Là est la gaieté de la pièce en même temps que dans la verve spirituelle de Figaro. Sans doute, on rit à l'occasion du Allez vous coucher, Basile (Barbier, III, 11), de l'espièglerie sentimentale de Chérubin, du bégaiement de Brid'oison, mais c'est Figaro qui fait notre joie. Il a des réponses d'une logique déconcertante :
BARTHOLO. - Que direz-vous, monsieur le zélé, à ce malheureux qui bâille et dort tout éveillé? et l'autre qui, depuis trois heures, éternue à se faire sauter le crâne et jaillir la cervelle! - FIGARO. - Eh! parbleu! je dirai à celui qui éternue : Dieu vous bénisse, et Va te coucher à celui qui bâille. (Barbier de Séville, III, 15).
Il en a d'autres d'une impertinence impayable :
BARTHOLO. - Vous le prenez bien haut, monsieur. Sachez que, quand je dispute avec un fat, je ne lui cède jamais. - FIGARO (lui tournant le dos). - Nous différons en cela, monsieur.
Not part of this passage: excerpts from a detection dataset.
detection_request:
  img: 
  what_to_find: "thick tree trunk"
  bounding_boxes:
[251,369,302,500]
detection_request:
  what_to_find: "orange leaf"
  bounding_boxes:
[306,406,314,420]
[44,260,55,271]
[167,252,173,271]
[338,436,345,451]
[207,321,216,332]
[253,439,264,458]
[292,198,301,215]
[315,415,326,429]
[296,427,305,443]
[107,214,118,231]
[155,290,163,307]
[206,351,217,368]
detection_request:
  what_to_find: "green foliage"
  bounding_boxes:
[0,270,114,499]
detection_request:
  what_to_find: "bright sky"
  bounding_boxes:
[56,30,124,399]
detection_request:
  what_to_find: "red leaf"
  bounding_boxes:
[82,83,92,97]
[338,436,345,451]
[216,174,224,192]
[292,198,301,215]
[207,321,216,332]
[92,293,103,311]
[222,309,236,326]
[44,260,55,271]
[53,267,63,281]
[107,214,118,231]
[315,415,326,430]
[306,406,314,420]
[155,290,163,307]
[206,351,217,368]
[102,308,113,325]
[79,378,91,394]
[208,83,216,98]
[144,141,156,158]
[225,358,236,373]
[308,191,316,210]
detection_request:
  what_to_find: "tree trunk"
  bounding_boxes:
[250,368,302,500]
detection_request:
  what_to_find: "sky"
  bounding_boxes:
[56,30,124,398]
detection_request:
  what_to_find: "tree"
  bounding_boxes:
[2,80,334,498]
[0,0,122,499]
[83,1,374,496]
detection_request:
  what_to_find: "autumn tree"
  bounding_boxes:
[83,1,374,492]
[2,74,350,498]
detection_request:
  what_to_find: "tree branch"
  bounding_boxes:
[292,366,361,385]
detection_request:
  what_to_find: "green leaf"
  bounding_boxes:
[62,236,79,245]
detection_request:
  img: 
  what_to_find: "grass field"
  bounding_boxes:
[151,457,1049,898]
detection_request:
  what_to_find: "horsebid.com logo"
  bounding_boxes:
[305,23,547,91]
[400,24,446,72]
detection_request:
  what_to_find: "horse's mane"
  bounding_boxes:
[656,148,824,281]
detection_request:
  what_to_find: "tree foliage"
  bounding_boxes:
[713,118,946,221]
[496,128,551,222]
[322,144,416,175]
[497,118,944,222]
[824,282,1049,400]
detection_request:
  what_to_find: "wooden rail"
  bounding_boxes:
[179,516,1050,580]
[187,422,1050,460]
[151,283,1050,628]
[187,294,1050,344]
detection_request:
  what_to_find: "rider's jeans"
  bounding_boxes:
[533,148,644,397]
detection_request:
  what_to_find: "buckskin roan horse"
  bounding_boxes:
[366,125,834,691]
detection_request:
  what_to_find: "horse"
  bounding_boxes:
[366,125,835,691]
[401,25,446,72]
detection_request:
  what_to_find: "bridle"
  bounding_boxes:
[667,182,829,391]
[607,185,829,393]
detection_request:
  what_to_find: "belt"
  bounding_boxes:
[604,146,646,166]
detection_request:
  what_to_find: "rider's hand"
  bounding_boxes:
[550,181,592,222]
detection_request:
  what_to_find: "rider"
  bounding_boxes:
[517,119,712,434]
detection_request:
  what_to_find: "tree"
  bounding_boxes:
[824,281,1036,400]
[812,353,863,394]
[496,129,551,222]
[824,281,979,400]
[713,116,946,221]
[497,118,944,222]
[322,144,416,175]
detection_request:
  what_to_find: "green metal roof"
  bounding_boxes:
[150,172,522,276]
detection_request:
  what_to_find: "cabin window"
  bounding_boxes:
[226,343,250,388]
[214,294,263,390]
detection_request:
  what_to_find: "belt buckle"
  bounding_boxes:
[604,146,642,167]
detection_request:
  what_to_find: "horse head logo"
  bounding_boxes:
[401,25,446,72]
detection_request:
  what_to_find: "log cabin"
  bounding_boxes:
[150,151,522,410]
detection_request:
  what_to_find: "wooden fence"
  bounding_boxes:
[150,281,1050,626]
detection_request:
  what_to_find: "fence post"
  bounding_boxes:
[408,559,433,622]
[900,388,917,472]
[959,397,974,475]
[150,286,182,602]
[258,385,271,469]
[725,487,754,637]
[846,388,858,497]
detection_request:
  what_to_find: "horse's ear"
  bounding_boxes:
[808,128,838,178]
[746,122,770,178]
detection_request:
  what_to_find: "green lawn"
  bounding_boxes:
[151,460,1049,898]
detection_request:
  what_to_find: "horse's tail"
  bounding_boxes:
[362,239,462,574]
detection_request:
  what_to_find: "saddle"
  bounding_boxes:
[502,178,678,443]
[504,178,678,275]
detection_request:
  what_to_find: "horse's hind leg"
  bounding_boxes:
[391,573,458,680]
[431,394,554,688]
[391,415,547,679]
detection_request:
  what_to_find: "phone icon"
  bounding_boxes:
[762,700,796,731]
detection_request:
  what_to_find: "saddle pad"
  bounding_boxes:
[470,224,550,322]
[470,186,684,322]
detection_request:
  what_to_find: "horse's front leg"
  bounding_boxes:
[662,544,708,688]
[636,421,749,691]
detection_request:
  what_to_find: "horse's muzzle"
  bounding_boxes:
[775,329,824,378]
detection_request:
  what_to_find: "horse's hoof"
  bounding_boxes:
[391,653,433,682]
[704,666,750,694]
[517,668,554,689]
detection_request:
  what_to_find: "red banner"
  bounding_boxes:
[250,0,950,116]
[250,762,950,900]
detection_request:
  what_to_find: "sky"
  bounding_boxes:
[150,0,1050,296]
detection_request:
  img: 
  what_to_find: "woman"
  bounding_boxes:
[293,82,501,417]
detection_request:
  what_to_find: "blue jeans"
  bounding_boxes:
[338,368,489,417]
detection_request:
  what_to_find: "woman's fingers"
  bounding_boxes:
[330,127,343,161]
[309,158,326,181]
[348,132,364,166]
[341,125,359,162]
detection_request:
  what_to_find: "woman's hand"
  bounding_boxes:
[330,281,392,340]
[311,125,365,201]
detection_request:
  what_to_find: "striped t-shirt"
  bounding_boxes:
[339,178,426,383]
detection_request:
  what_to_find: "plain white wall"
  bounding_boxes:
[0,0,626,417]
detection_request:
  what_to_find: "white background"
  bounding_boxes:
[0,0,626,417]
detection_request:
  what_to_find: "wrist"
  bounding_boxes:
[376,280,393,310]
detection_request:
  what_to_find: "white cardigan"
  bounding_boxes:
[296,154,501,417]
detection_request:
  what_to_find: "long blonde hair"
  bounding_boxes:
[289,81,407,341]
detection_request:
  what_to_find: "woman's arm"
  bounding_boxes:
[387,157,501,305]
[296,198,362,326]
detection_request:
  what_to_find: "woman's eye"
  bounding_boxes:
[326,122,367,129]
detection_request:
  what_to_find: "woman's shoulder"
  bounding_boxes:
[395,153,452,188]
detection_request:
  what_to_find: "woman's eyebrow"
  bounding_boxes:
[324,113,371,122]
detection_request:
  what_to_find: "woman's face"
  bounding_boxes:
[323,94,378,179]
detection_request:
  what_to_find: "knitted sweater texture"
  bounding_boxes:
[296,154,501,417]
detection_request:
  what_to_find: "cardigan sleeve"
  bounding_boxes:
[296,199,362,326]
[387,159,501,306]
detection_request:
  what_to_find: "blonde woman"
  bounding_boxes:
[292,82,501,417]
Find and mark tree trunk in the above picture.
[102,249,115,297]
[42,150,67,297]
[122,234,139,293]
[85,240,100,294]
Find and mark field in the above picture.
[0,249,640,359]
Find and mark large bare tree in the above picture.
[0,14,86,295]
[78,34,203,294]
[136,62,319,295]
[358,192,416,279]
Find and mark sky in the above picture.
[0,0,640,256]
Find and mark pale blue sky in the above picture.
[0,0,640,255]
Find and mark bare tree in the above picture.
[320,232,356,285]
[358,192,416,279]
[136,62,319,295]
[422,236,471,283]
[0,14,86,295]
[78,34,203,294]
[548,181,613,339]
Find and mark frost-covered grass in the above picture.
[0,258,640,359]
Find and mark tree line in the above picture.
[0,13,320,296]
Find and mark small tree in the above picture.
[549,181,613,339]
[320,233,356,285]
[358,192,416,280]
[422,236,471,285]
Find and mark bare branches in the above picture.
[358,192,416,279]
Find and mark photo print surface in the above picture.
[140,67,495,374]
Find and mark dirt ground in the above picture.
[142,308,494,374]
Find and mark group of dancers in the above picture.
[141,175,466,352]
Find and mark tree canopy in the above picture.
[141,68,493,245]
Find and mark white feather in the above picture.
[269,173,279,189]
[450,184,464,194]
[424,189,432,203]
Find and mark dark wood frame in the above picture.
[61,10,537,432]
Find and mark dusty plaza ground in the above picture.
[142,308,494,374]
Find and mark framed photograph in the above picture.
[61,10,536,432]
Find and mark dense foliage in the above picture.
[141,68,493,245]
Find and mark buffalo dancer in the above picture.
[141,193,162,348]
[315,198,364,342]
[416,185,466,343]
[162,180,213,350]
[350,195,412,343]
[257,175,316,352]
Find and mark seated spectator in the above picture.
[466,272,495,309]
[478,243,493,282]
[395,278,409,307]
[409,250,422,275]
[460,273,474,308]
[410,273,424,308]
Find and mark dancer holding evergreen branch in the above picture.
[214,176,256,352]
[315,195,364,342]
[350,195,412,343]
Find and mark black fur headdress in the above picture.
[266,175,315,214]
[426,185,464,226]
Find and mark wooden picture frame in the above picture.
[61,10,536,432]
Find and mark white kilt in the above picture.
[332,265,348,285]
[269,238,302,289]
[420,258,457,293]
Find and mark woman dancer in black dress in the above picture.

Moi, je lui cède toujours. (Barbier de Séville, II, 5).
Quelquefois il s'amuse lui-même à une sorte de monologue fantaisiste : 
Avec God-dam! en Angleterre on ne manque de rien nulle part. Voulez-vous tâter d'un bon poulet gras? Entrez dans une taverne et faites seulement ce geste au garçon. (Il tourne la broche). God-dam! On vous apporte un pied de boeuf salé sans pain. C'est admirable!... etc. (Le Mariage de Figaro, III, 5).
Très nettement, dans la comédie de Beaumarchais, le comique de mots prend une importance capitale.

La critique sociale.
L'esprit est aussi une arme. Voltaire n'en avait pas d'autre. Beaumarchais en avait fait l'essai dans ses Mémoires; il continue à s'en servir, dans le Mariage de Figaro particulièrement.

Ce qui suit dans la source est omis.